Monday, March 7, 2016

Bankruptcy: Preferential Payments - Ordinary Course of Business

       In the case of Huffman v. New Jersey Steel Corp. the United States Bankruptcy Court at Roanoke, Virginia, reviewed payments made by a debtor, a steel fabricator, for steel reinforcing rods, in regard to a complaint of preferential transfer.
     The Court found as fact that the debtor fabricated "rebar" or steel reinforcing rods, for use in construction projects. The debtor obtained "rebar" from the creditor; this was the subject of this avoidance complaint. A large portion of the debt incurred by the debtor to the creditor during the preference period arose after a mistake made by the two companies, when the debtor ordered "six loads" of rebar, which the creditor interpreted as "six train-car loads", not "six truck loads". What began as a mistake was later ratified by the creditor when it continued to deal with the debtor, filled the debtor's orders and did not immediately request additional security.

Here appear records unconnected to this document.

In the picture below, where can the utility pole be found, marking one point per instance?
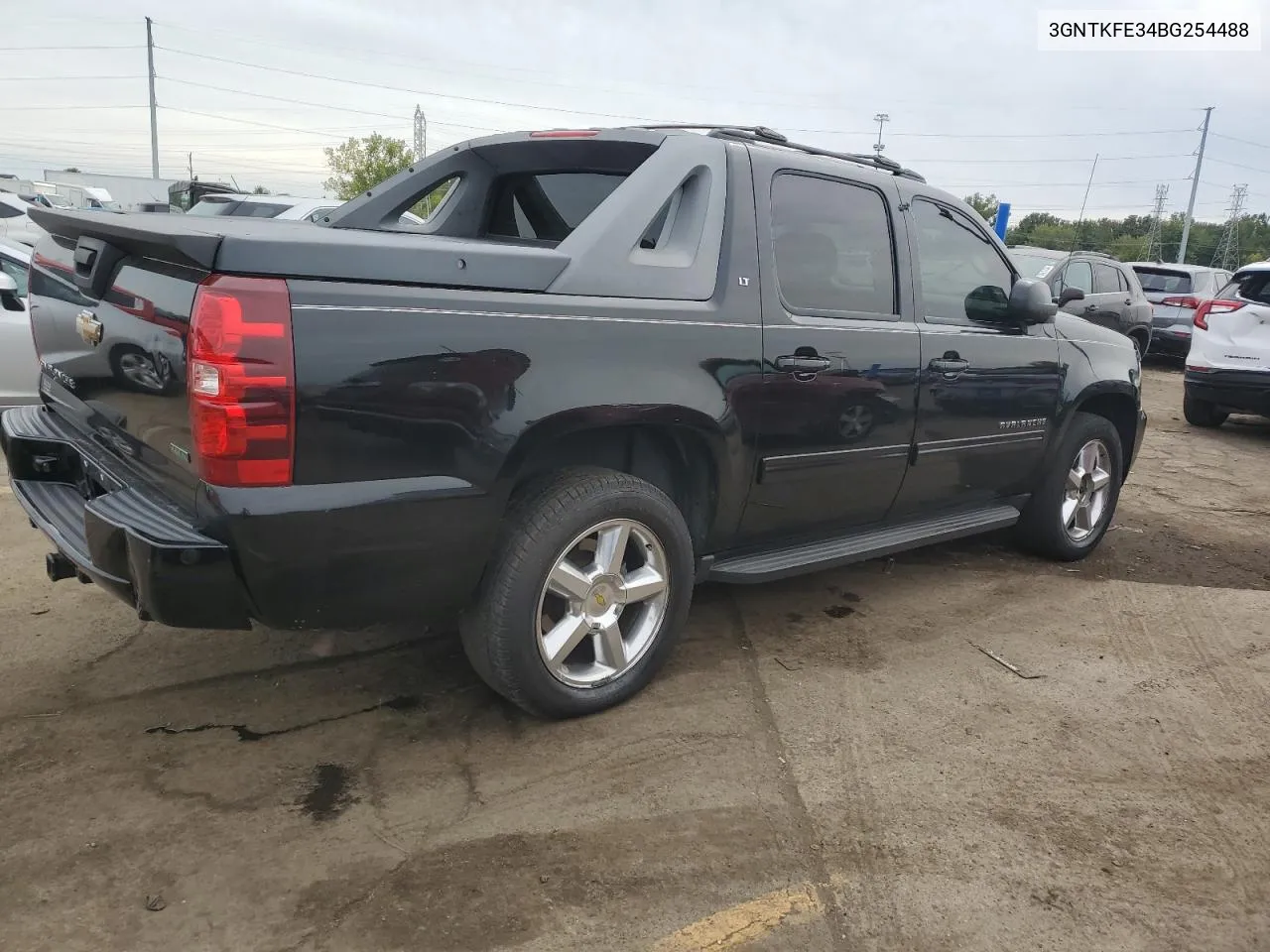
(154, 116)
(1227, 254)
(1155, 238)
(880, 118)
(421, 134)
(1191, 206)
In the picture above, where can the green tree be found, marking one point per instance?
(361, 164)
(984, 204)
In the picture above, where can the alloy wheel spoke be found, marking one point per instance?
(1070, 509)
(610, 648)
(611, 548)
(643, 584)
(564, 638)
(1082, 518)
(570, 581)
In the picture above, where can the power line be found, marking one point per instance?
(67, 49)
(62, 79)
(1245, 141)
(1238, 166)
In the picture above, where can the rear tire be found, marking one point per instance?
(541, 631)
(1201, 413)
(1071, 511)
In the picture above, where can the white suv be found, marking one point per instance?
(1228, 365)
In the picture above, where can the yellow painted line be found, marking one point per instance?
(743, 923)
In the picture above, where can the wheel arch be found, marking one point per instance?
(681, 451)
(1115, 402)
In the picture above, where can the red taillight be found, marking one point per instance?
(1207, 307)
(564, 134)
(243, 381)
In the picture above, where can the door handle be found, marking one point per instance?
(948, 365)
(803, 365)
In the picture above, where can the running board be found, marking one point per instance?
(828, 553)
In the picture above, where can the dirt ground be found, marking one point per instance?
(826, 763)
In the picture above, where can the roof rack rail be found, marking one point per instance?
(771, 137)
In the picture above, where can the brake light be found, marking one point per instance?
(564, 134)
(1207, 307)
(241, 381)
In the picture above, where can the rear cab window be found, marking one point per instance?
(547, 207)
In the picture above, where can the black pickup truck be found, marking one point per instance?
(611, 365)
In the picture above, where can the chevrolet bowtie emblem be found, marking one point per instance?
(89, 327)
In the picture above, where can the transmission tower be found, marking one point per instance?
(1155, 238)
(880, 118)
(1227, 254)
(421, 134)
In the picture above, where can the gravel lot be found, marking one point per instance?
(826, 763)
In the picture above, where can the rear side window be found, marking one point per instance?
(1079, 275)
(17, 271)
(1252, 287)
(832, 244)
(1162, 281)
(548, 207)
(1105, 280)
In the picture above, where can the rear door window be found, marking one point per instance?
(832, 245)
(1106, 280)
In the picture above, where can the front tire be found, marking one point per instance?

     The trustee and the creditor agreed that the transfers at issue were preferential as defined in the Bankruptcy Code. The trustee, however, disagreed with the creditor that the transfers were made in the ordinary course of business, and thus an exception pursuant to Bankruptcy Code §547 (b).
     The trustee argued that the mistaken order was not in ordinary course because it was much larger than previous orders and resulted in the debtor's exceeding the credit limit that the creditor had established.
     The creditor argued that it accepted the increase in credit and continued to ship. It further argued that it was lenient with credit terms, and presented evidence consistent with the same. The creditor also argued that it was not unusual in the industry for substantial purchases to be made at one time given the nature of the fabricating business.
     The Court found that the parties entered into a transaction through a mutual mistake of fact, but that rather than rescind, the parties elected to carry out the terms of the agreement. The Court noted that such conduct was consistent with the understanding of the parties to treat the transaction as ordinary. Also, the agreement to continue was at arms length between two independent commercial entities in the marketplace. The Court found no evidence that ratification after discovery of the mistake was used to give the creditor an advantage over other creditors. The Court stated that although ratification of an agreement borne of mutual mistake of fact may not be common, but in the context of this case it was ordinary.
     The Court next looked at the payments made and determined that there had been a long-standing relationship between the parties, and that payments occurred ordinarily, by check, within 54 to 67 days of invoice. Those payments made in that manner were made an exception as ordinary, the four payments made within a different time frame or by wire transfer were not.